Bisa jadi juga dia sadar bahwa Otong bukanlah pria yang cocok, baik dari sisi spiritual, finansial, fisik maupun kemampuan menyanyi di karaoke keluarga.
"Mungkin dia dapet bisikan dari orang tuanya," gumam Otong sambil menatap langit-langit bioskop yang gelap seperti masa depannya.
"Atau... mungkin dia udah jatuh cinta sama cowok lain yang lebih segalanya dari aku. Lebih tinggi, lebih tajir, lebih bisa nyetir mobil sambil ngevlog..."
Apa pun alasannya, Otong sadar bahwa cinta memang tak bisa dipaksakan. Dia tak ingin menjadi penghalang kebahagiaan Bavik. Cinta bukan soal kepemilikan; itu soal memberi ruang dan merelakan, katanya dalam hati, meski hatinya sendiri sedang tercabik-cabik seperti kantong plastik dikeroyok kucing jalanan.
"Jangan sampai, buat aku ini anugerah, tapi buat dia bencana," pikirnya lirih, penuh keikhlasan meskipun sakitnya tuh di sini. Ia nyaris meneteskan air mata kalau saja tidak sedang berada di ruang publik.

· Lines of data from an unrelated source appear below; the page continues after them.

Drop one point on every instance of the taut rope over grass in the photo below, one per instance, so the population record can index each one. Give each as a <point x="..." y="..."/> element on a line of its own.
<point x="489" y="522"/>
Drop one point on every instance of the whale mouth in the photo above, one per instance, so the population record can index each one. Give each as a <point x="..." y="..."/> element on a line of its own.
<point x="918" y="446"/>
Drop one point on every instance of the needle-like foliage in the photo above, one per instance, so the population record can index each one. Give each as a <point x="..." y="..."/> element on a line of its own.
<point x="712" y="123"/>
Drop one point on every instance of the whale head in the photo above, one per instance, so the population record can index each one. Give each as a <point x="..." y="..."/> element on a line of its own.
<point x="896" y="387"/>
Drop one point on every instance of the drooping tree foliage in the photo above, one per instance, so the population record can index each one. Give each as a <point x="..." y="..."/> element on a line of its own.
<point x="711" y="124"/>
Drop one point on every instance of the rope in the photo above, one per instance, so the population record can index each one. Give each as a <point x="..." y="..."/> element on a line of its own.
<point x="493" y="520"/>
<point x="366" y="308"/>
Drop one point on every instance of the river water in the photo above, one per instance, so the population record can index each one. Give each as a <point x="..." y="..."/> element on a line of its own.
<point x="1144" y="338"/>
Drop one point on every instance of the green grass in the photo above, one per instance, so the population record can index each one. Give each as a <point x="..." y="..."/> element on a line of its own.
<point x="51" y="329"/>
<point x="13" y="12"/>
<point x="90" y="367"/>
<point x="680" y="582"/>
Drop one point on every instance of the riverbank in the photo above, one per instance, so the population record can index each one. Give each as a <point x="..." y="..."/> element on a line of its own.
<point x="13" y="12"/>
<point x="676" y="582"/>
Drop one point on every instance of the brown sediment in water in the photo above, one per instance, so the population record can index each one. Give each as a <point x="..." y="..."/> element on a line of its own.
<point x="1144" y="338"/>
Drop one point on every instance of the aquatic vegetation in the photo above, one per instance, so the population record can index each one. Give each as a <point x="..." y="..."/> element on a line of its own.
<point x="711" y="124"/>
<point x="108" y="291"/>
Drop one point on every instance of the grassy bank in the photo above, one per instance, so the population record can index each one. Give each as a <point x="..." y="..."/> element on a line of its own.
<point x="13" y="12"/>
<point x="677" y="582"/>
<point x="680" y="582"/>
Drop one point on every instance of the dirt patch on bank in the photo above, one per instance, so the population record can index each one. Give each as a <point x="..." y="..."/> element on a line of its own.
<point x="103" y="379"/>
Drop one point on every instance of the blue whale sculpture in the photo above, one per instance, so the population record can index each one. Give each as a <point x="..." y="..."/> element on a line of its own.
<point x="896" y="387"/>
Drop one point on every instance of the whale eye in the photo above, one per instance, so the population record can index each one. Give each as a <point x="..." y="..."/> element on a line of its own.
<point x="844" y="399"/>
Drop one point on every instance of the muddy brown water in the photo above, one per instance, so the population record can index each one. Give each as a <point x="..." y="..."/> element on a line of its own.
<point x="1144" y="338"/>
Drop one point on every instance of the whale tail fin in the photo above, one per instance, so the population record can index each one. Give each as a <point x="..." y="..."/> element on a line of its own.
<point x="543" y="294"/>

Film yang ditontonnya pun berakhir tanpa jejak di ingatannya. Para penonton mulai meninggalkan gedung, ramai dan gaduh seperti gerombolan ayam panik.
Otong tetap duduk. Kalau biasanya dia paling duluan berdiri, kali ini dia justru jadi penonton terakhir yang keluar, seakan berharap bioskop bisa mengadopsinya jadi salah satu kursi.
Begitu keluar, udara panas menyergapnya seperti mantan yang tiba-tiba minta balikan pas lagi bahagia. Perutnya juga mulai memberontak. Wajar, dari pagi belum diisi.
Maka, ia pun melangkah menuju warung Padang langganannya. Masakan Minang selalu berhasil membangkitkan semangat hidupnya, setidaknya sampai level nasi rendang.
Ia duduk dan memesan nasi dengan sayur daun ubi rebus, kuah santan, dan sebutir telur ayam rebus yang kulitnya sudah dikupas rapi. Di depannya berdiri dua mangkuk sambal cabai rawit tomat, masing-masing seperti miniatur gunung berapi siap meletus.
Otong menatap sambal itu seperti pahlawan yang siap mengorbankan dirinya demi negara.
"Hari ini, aku akan makan sambal sampai air mataku keluar, bukan karena patah hati, tapi karena aku kuat! Kuat, ngerti, Tong?! Kuat!!!"